The code for an `inorder` iterator of a binary tree is shown in the next
listing. Look at this code carefully; at first glance you
might think that the code is not recursive. However, remember that
`__iter__` overrides the `for x in` operation for iteration, so it
really is recursive! Because it is recursive over `TreeNode` instances
the `__iter__` method is defined in the `TreeNode` class.

```
def __iter__(self):
if self:
if self.hasLeftChild():
for elem in self.leftChiLd:
yield elem
yield self.key
if self.hasRightChild():
for elem in self.rightChild:
yield elem
```

At this point you may want to download the entire file containing the
full version of the `BinarySearchTree` and `TreeNode` classes.

With the implementation of a binary search tree now complete, we will do
a quick analysis of the methods we have implemented. Let’s first look at
the `put` method. The limiting factor on its performance is the height
of the binary tree. Recall from the vocabulary section that the height
of a tree is the number of edges between the root and the deepest leaf
node. The height is the limiting factor because when we are searching
for the appropriate place to insert a node into the tree, we will need
to do at most one comparison at each level of the tree.

What is the height of a binary tree likely to be? The answer to this question depends on how the keys are added to the tree. If the keys are added in a random order, the height of the tree is going to be around \(\log_2{n}\) where \(n\) is the number of nodes in the tree. This is because if the keys are randomly distributed, about half of them will be less than the root and half will be greater than the root. Remember that in a binary tree there is one node at the root, two nodes in the next level, and four at the next. The number of nodes at any particular level is \(2^d\) where \(d\) is the depth of the level. The total number of nodes in a perfectly balanced binary tree is \(2^{h+1}-1\), where \(h\) represents the height of the tree.

A perfectly balanced tree has the same number of nodes in the left
subtree as the right subtree. In a balanced binary tree, the worst-case
performance of `put` is \(O(\log_2{n})\), where \(n\) is
the number of nodes in the tree. Notice that this is the inverse
relationship to the calculation in the previous paragraph. So
\(\log_2{n}\) gives us the height of the tree, and represents the
maximum number of comparisons that `put` will need to do as it
searches for the proper place to insert a new node.

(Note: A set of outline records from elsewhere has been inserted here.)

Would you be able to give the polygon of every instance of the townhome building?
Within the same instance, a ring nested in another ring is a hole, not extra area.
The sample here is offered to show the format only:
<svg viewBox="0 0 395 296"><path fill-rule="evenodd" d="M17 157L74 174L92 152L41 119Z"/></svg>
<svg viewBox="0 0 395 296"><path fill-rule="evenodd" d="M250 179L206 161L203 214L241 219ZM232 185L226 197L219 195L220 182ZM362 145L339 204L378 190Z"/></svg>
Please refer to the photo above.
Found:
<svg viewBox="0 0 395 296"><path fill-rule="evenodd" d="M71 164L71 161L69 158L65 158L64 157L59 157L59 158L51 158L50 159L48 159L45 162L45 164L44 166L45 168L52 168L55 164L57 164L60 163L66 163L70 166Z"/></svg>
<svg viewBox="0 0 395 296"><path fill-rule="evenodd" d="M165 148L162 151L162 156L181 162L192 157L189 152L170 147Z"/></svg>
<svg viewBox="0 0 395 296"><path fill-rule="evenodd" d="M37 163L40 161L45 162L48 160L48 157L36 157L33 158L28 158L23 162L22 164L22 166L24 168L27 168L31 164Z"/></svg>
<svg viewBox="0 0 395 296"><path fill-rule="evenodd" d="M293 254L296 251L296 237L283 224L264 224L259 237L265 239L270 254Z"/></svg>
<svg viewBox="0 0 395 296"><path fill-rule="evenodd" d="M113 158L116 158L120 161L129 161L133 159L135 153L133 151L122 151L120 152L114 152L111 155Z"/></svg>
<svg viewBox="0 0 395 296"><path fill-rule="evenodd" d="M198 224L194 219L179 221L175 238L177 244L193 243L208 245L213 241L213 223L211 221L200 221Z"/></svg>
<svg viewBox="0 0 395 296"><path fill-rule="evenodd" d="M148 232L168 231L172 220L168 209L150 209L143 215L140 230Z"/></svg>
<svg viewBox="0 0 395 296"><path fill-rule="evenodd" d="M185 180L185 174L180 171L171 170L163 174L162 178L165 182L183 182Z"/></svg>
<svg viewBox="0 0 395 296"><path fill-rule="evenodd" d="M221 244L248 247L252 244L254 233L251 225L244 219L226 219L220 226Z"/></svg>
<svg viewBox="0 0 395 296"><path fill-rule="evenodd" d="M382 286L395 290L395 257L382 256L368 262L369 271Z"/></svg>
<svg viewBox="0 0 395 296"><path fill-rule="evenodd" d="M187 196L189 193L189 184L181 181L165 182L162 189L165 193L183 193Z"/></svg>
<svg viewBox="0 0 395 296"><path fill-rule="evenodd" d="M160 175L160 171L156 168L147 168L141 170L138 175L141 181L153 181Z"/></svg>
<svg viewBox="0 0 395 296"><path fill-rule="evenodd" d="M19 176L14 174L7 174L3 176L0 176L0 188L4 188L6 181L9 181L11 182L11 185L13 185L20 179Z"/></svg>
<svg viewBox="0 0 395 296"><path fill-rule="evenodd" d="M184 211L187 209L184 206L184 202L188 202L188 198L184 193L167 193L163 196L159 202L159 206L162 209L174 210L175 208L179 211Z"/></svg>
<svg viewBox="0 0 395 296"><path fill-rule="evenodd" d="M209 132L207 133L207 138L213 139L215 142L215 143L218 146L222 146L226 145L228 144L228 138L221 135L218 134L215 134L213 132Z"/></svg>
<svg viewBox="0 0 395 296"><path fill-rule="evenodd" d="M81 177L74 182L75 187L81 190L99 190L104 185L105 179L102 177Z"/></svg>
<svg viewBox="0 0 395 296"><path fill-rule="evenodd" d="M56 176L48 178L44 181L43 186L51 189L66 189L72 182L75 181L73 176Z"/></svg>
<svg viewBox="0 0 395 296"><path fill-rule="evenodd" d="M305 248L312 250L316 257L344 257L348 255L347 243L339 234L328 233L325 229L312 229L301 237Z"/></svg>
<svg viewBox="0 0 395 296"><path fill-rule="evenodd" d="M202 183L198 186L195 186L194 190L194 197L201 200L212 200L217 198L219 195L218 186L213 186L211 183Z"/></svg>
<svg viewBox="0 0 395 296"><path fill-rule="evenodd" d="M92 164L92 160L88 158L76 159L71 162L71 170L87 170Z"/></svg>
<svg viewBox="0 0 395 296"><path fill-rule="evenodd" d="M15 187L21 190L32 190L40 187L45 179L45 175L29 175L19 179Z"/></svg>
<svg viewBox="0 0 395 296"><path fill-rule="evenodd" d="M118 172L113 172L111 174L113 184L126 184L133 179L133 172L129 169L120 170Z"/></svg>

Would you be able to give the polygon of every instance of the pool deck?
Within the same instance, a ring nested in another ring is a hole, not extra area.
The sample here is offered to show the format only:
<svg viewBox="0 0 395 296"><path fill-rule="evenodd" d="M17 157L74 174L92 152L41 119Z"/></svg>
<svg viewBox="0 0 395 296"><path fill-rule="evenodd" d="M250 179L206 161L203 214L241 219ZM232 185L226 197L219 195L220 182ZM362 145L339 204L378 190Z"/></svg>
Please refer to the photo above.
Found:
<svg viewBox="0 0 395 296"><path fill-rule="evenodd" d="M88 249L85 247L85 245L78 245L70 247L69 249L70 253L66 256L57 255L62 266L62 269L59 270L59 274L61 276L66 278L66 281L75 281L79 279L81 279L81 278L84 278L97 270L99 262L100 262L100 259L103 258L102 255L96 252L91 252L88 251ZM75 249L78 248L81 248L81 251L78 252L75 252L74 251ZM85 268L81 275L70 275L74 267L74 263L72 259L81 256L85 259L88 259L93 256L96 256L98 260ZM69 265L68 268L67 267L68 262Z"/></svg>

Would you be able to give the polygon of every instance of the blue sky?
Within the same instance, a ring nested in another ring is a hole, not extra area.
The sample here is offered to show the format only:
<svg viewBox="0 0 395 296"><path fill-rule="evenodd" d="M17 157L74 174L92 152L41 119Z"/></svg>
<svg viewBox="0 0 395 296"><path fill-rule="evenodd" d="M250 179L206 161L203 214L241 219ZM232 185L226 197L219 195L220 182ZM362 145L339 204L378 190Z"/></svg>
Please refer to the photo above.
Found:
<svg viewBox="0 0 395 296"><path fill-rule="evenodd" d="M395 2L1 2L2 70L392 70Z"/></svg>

Unfortunately it is possible to construct a search tree that has height
\(n\) simply by inserting the keys in sorted order! An example of
such a tree is shown in *Figure 6*. In this case the
performance of the `put` method is \(O(n)\).

Now that you understand that the performance of
the `put` method is limited by the height of the tree, you can
probably guess that other methods, `get, in,` and `del`, are limited
as well. Since `get` searches the tree to find the key, in the worst
case the tree is searched all the way to the bottom and no key is found.
At first glance `del` might seem more complicated, since it may need
to search for the successor before the deletion operation can complete.
But remember that the worst-case scenario to find the successor is also
just the height of the tree which means that you would simply double the
work. Since doubling is a constant factor it does not change worst case
analysis of \(O(n)\) for an unbalanced tree.